Here of course the word “control” is being used in the political sense of meaning prohibition, which as we all know actually means “removing from a regime of effective control”

6.8          There has not, in the UK, been any attempt to impose controls comparable to illicit drugs where it would be an offence to possess and supply alcohol and tobacco. The social acceptability of, for example, alcohol would make such controls unacceptable to the majority who use alcohol responsibly and therefore impractical. But alcohol and tobacco account for more health problems and deaths than illicit drugs. To many young people this presents problems in understanding the rationale behind controlling drugs such as cannabis and ecstasy when their misuse contributes less overall harm to society than widely available drugs such as alcohol and tobacco.

Again, this is not something restricted to “young people”.  But more importantly what is this paragraph actually saying? It seems to imply that the only reason prohibition isn’t applied to alcohol is because it would be impractical to do so because of the sheer number of users of that drug and the fact that they simply would not accept the imposition of prohibition. So where is the cut-off point? At what level of use does it become impossible (or apparently undesirable) to prohibit a drug because of the number of users and thus the “impracticality” of doing so? Such a  consideration is not one normally applied to the application of the criminal law of course and on several occasions politicians have refused to consider drugs law reform simply because large numbers of people refused to obey the law. Yet here we see the government giving precisely that reason for not applying prohibition to alcohol.

Cannabis, of course, is “widely available” and is certainly not subject to any form of control.

6.9          In terms of death, illegal drugs amounted to 1388 in 2003 compared to 20,000 for alcohol and 100,000 for tobacco.
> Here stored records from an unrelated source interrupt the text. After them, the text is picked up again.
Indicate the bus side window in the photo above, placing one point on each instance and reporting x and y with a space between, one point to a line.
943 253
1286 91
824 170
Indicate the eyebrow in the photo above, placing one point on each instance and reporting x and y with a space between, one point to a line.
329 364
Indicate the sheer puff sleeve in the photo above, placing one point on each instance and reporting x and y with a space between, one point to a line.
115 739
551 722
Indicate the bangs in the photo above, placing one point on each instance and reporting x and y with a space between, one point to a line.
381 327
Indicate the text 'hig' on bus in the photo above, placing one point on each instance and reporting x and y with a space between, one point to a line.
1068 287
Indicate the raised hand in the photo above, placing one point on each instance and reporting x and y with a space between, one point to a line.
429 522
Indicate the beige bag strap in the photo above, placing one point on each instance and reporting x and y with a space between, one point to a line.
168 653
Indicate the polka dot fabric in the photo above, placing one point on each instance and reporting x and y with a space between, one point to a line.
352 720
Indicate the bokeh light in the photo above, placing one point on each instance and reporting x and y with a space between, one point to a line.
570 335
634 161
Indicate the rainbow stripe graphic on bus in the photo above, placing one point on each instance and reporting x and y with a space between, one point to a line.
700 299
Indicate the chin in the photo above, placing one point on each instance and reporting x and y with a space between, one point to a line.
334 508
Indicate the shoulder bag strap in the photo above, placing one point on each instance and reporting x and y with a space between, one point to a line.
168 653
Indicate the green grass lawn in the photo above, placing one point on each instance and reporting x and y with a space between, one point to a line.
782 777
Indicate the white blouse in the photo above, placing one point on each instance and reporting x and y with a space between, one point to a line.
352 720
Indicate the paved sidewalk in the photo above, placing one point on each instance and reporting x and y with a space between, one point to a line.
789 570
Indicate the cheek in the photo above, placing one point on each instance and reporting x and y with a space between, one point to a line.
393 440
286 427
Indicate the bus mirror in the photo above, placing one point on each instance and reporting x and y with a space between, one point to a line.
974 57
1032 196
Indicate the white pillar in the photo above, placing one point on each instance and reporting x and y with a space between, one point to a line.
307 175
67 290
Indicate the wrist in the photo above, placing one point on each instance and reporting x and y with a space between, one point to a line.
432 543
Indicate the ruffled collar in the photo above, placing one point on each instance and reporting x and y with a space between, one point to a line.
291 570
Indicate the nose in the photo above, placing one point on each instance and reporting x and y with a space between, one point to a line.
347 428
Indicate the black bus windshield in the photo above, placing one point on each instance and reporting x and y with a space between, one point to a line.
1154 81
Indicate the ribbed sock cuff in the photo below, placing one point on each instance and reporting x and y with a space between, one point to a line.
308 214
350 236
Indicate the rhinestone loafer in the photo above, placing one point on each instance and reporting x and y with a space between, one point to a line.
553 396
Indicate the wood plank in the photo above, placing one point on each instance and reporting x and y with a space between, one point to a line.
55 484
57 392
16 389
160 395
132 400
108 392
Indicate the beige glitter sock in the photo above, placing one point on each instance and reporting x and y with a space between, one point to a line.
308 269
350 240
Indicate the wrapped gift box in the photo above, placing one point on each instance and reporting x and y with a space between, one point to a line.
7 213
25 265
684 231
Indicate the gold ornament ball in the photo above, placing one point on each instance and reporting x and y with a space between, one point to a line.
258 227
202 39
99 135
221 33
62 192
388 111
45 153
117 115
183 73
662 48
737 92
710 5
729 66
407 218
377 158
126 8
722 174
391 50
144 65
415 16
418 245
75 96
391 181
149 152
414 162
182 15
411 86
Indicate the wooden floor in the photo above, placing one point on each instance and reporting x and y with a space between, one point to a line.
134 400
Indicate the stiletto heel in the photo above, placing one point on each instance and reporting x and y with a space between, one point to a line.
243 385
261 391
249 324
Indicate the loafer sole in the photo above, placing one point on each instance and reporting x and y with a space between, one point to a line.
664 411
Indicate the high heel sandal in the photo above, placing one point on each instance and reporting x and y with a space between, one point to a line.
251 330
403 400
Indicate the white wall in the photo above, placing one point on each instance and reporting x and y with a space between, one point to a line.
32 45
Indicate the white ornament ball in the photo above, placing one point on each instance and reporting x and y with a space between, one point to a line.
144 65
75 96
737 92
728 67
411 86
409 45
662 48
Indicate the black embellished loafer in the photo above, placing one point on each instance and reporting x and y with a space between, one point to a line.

So clearly the imposition of prohibition of some drugs – ie their inclusion within the MoD act is not based on the harm caused by specific drugs but by a perception of their “cultural acceptance”. This of course is not actually a distinction the MoD act makes and seems to have been invented by politicians to justify the present situation.

6.10 [Redacted]

6.11 [Redacted]

So there you have it, we might get more depending on the outcome of the appeal but if the Home Office wins we won’t be told why. Those tiny snippets of information came from a 40 page report so there is clearly a lot there they really don’t want anyone to see and that alone points to there being a huge problem at the heart of the government’s drug policy; they dare not allow the facts of the debate into the public arena because they would seriously undermine the government’s position. This is not how criminal law should be framed in this country and we can only hope that the incoming government of whatever hue it finally adopts will be more open and honest than the last lot. But don’t hold your breath.